Frequently Asked Questions
The iShares Core Equity ETF Portfolio (XEQT.TO) is an all-in-one ETF solution designed for Canadian investors, providing exposure to over 9,000 stocks globally. It is known for its diversified approach, with investments primarily in equity securities.
Over the past year, XEQT has returned 15.47%. This performance is part of a longer-term trend, with a 3-year return of 56.83% and a 5-year return of 59.57%.
As of now, the iShares Core Equity ETF Portfolio has a dividend yield of 1.69%. The next distribution is set to be $0.0910, which will be paid quarterly.
XEQT has a beta of 0.97, indicating that it tends to be slightly less volatile than the market. However, like all equity investments, it carries risks related to market fluctuations and economic conditions.

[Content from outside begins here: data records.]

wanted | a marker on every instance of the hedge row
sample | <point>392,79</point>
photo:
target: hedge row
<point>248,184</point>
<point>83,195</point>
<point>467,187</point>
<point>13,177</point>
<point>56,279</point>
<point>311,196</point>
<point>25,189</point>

XEQT is notable for its broad diversification and low management fee of 0.20%. Compared to other ETFs, particularly sector-specific ones, it offers a balanced exposure to global equities, making it a solid choice for long-term investors.
When choosing an ETF in Canada, consider factors such as the fund's performance history, management fees, dividend yield, and the sectors or markets it covers. It's also important to align your investment choice with your financial goals and risk tolerance.